The Two Gentlemen of Verona is a play about friendship. Yes, it is also a love story, but the real love story here is between Proteus and Valentine. And that may be why we have such trouble understanding or accepting it today.
Nowadays we expect this kind of intense friendship primarily in little girls (and sometimes little boys). In Shakespeare's day, however, relationships like this were prevalent in grown men. And I think that is where our confusion with this play lies. Valentine and Proteus are best friends, but not in a buddy-movie kind of way. They love each other – more than they can or will love anyone else, ever – but they are not gay. Julia and Sylvia are the objects of their sexual attraction, the play's "love interests," but when it comes down to a choice, the protocol of Elizabethan friendship insists that Proteus and Valentine should always choose each other. That is how friendship was supposed to work.

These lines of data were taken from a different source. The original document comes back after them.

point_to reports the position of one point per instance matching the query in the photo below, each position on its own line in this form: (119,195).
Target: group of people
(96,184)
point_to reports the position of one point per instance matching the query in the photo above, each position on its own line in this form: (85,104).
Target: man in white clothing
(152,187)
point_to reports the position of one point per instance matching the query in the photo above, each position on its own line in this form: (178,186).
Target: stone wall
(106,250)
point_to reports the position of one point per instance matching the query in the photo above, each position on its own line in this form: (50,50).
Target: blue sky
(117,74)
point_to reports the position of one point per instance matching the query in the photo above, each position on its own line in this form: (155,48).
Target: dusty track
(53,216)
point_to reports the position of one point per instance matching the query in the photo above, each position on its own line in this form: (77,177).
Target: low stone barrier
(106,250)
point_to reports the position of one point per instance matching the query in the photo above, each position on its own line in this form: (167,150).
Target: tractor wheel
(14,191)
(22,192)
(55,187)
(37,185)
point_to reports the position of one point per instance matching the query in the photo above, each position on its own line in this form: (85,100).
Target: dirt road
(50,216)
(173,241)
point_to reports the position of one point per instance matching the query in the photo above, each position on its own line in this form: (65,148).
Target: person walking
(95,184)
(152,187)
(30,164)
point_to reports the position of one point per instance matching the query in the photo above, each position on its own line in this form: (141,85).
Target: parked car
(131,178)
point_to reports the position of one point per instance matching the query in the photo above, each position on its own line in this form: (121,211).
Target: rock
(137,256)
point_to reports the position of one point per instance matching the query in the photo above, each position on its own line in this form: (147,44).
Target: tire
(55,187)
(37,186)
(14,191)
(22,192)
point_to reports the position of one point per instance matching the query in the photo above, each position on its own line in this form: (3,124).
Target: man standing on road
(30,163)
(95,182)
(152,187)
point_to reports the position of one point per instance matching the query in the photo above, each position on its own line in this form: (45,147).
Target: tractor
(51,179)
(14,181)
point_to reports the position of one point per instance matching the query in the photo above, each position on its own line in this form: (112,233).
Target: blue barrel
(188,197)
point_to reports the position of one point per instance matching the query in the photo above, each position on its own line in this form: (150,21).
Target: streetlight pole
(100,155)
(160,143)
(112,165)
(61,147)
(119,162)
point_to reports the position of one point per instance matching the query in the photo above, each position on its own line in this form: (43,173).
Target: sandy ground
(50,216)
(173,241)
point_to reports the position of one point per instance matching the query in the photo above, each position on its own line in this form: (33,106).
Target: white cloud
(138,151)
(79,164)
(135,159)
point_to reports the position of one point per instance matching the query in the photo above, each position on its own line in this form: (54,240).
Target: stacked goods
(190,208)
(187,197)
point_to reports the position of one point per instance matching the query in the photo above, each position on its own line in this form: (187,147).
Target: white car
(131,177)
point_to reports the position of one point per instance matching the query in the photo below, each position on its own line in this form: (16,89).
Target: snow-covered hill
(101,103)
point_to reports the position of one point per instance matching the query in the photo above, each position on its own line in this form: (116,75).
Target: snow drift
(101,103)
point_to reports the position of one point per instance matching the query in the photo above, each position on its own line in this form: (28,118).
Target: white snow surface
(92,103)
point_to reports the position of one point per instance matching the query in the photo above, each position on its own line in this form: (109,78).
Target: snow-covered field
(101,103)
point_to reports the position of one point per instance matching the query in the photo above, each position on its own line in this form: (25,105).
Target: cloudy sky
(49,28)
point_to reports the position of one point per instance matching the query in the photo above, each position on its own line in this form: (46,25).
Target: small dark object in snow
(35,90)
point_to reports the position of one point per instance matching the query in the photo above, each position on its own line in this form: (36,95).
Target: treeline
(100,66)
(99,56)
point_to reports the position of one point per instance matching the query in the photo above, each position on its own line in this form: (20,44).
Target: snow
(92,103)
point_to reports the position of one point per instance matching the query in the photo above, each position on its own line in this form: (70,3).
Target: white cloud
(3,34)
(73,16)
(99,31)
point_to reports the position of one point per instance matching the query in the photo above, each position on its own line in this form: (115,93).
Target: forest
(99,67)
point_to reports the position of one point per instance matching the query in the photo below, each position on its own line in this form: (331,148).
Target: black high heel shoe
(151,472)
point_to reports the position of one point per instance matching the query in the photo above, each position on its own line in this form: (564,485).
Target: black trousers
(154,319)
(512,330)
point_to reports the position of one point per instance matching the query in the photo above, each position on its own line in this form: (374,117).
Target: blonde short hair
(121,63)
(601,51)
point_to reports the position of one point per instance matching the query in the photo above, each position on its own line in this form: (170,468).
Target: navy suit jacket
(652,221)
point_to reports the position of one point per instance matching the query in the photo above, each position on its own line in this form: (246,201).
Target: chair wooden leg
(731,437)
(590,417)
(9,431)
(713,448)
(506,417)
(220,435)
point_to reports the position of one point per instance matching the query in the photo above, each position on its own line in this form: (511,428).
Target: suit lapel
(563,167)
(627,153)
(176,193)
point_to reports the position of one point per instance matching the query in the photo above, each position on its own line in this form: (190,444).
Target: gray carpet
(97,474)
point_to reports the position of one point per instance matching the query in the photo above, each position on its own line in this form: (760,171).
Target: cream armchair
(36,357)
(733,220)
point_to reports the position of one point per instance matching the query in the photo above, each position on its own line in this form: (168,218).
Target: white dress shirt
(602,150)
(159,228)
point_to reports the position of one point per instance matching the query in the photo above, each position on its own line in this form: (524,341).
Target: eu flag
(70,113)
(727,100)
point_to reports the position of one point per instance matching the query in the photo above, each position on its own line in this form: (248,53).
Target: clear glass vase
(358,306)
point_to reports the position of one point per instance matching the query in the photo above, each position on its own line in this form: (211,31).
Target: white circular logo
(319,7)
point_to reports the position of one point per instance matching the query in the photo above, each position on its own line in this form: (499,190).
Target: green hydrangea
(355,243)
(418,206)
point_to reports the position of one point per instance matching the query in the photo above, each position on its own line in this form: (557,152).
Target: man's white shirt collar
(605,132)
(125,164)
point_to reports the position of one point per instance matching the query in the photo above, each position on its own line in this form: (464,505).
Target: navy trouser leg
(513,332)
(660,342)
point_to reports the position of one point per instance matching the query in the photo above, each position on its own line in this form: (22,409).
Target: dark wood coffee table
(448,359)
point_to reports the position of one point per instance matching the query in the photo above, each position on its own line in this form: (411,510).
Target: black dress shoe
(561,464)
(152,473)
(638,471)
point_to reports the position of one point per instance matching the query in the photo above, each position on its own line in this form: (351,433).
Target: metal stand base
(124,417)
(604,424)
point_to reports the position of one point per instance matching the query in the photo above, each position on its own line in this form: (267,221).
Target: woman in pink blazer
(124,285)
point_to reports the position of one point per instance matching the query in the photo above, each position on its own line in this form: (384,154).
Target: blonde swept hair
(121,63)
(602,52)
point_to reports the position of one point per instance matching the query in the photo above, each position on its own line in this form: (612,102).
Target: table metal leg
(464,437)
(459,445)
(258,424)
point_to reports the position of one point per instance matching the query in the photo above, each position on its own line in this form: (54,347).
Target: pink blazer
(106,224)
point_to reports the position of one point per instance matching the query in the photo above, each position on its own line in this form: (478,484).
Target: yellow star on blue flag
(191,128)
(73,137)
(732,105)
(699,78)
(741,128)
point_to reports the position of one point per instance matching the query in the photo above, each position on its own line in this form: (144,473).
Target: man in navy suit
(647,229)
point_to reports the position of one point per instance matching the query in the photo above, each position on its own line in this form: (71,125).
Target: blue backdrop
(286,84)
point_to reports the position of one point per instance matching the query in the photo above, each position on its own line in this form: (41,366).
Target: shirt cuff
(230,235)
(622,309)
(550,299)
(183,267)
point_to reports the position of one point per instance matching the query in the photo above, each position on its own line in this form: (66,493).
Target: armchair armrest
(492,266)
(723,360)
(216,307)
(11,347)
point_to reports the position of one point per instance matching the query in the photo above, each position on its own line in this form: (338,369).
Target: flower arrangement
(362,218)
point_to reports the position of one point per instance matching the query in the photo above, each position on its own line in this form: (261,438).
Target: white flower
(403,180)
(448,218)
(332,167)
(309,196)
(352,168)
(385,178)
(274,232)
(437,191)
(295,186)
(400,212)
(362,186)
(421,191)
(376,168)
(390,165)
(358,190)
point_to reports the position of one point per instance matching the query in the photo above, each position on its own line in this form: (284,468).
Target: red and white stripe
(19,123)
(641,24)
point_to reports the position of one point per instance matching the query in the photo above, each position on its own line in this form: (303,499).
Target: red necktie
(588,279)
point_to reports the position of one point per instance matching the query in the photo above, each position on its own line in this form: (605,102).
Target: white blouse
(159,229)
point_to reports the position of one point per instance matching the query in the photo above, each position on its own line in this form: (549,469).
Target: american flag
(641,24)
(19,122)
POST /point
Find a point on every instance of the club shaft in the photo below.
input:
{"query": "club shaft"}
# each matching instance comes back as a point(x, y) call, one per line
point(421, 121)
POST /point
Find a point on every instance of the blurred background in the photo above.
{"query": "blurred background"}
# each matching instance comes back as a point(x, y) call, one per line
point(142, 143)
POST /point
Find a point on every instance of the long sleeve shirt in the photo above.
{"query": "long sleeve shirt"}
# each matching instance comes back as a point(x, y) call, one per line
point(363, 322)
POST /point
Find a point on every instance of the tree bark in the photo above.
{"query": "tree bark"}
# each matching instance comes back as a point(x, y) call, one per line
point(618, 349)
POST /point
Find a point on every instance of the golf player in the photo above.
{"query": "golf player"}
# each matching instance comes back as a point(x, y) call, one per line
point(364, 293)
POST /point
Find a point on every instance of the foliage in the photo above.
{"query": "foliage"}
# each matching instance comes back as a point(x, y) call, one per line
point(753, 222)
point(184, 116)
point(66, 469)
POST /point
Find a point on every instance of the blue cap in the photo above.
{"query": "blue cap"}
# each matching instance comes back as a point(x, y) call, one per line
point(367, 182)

Interestingly, in Shakespeare's play it doesn't (no spoiler beyond that). In other words, it is not just contemporary audiences who don't understand the relationships here – even Shakespeare's original audience would have been befuddled by what they saw onstage. The Two Gentlemen of Verona is confusing, not because Elizabethan relationships were so different from what we experience today, but because love is confusing; friendship is confusing; life is confusing. And when all those elements get tangled together, the confusion, and the comedy, grow exponentially.
Most people who know me well know that The Two Gentlemen of Verona is the first Shakespeare play I ever saw. I was seven years old, and yet I understood these characters because they had the same complex feelings as me. Obviously, I was far too young to have fallen in love. But it was only a few months after I saw the play that I first met Caitlin and found the friendship that would anchor most of my childhood.
It was difficult for us to navigate around that anchor. We learned to deal with family rules, bullies at school, long separations for summer camp, and the occasional quarrel. But we did it all together. And that's what makes our story a love story: not that we attended each other's weddings, but that we shared everything that led up to them, just like Valentine and Proteus.